Okay, my response was assholish and out of line. I apologize.

I still contend that getting laid off is not something to be brooding about a year after the fact. I’m glad the situation has improved, but sending a nasty letter to an ex-boss can only turn out badly.

Thanks for the support, Torie and Bodypoet. I don’t often start Pit threads because of the potshots.

As far as adjusting, I pretty much have the hang of the area now. I like it, except that the Peninsula is crowded and the traffic is horrible. Kind of reminds of Orange County CA in that respect. The people here are nice; they remind me of Midwesterners with twangs.

VunderWife won’t be happy until I’ve sold my soul for a new mortgage, and that won’t happen until I’ve gotten rid of the old one. The area is catching on with the kid, but since I left him with my in-laws until we’re permanently settled, he’s not a reglar yet. He’ll be here for a couple of weeks this summer, and that will be cool.

Since this is The Pit, Ratty - go fuck yourself. It’s been several years since I last used my axe, and I’m feeling much better now.

Sorry about that last. I sniped back before you posted this.

I have not laid anyone off in the 12 years of business that I’ve been owner, but I have fired about 12 people over that course, but I have still wished them the best of luck (sincerely) in finding the nitch where they truly belong. The ones I’ve fired did the big no-no’s like, Insubordination, Stealing and Falsifying Documents. I could have easily ripped each of them new assholes, but these guys still need to eat, live under a roof and take care of a family. So I wish them well, and tell them to make their next employer proud of them by not making the same mistakes they’ve made here. Some actually thank me for the method of termination, but no matter how sorry they are for the deed, I tell them that working for me after the fact would never be the same knowing what they did and what they are capable of doing. They need a clean slate with another employer.

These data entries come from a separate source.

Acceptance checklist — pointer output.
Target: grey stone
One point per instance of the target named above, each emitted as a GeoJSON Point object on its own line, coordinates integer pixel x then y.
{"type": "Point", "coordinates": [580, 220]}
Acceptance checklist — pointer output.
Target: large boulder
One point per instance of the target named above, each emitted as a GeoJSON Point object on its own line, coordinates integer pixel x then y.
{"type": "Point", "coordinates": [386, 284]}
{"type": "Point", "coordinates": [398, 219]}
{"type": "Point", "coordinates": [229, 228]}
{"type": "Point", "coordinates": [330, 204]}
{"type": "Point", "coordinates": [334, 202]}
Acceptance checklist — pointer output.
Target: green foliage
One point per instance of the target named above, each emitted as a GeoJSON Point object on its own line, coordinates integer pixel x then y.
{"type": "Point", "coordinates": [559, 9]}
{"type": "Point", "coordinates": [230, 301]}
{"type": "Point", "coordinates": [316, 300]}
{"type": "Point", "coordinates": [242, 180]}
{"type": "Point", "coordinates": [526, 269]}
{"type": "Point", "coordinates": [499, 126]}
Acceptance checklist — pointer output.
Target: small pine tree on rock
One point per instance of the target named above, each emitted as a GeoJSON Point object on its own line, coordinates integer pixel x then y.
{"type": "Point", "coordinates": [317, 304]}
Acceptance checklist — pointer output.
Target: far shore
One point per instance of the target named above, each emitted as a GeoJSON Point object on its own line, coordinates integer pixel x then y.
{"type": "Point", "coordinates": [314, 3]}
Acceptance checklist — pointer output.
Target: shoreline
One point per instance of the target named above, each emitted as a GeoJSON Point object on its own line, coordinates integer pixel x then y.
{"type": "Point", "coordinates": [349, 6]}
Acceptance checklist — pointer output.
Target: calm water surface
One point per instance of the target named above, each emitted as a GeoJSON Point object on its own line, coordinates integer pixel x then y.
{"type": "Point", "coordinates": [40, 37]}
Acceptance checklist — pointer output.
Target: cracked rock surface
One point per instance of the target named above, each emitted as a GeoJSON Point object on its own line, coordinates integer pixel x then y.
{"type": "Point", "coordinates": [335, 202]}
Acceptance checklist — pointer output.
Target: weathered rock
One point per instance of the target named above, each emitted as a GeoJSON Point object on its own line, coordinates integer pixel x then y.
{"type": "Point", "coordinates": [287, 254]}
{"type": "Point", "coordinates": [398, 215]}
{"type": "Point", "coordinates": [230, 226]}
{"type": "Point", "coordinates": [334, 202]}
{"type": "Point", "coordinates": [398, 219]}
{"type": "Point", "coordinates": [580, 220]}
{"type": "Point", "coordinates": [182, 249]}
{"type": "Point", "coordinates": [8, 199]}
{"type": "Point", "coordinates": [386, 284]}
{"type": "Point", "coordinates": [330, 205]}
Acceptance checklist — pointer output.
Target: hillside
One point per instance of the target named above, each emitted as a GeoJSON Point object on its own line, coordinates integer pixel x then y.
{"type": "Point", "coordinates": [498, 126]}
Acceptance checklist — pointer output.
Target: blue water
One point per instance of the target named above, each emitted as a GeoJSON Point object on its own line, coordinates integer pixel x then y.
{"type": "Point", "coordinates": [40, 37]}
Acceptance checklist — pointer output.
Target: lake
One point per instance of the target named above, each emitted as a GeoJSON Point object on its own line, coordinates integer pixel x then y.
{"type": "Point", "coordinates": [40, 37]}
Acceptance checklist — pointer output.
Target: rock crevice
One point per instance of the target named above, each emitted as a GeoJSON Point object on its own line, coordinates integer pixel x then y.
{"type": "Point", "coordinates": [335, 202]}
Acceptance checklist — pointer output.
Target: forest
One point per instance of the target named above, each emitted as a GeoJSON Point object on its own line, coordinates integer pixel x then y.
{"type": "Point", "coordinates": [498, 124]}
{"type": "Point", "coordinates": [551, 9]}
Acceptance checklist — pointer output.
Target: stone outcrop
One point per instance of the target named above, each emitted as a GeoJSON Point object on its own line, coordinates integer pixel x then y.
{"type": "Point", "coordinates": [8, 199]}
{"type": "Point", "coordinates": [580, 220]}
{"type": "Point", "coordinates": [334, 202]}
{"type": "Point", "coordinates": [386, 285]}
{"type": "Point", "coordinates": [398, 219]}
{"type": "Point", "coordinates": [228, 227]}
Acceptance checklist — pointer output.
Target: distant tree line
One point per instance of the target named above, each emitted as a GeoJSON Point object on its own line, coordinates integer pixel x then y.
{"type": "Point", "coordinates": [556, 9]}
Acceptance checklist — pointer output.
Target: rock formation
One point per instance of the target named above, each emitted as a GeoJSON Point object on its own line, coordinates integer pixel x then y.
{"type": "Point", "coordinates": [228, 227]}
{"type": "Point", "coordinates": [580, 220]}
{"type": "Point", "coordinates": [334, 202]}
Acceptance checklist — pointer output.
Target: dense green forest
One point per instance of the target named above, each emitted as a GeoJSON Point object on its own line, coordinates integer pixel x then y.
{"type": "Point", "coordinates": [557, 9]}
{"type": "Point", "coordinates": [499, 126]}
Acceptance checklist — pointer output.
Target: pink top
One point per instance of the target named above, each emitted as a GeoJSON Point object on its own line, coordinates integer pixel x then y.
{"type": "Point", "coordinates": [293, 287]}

After saying that, I would feel just plain awful to lay-off anybody in our company. Although your boss maybe an asshole, offer to buy him a beer afterwork just once to thank him for getting you where you are today. He may have some insightful questions for you and start treating you as an equal with respect. You could just send the letter as is with back-handed intent, or you could show him how you mastered your life over the course of a year and how you improved your job, your outlook on life, etc…to the point of making him envious of you or making him realize that he underestimated you in your character and achievements.

Cut the snarky stuff out, and add the beer offer part to the letter…everyone has way too many enemies already and cannot afford to add another.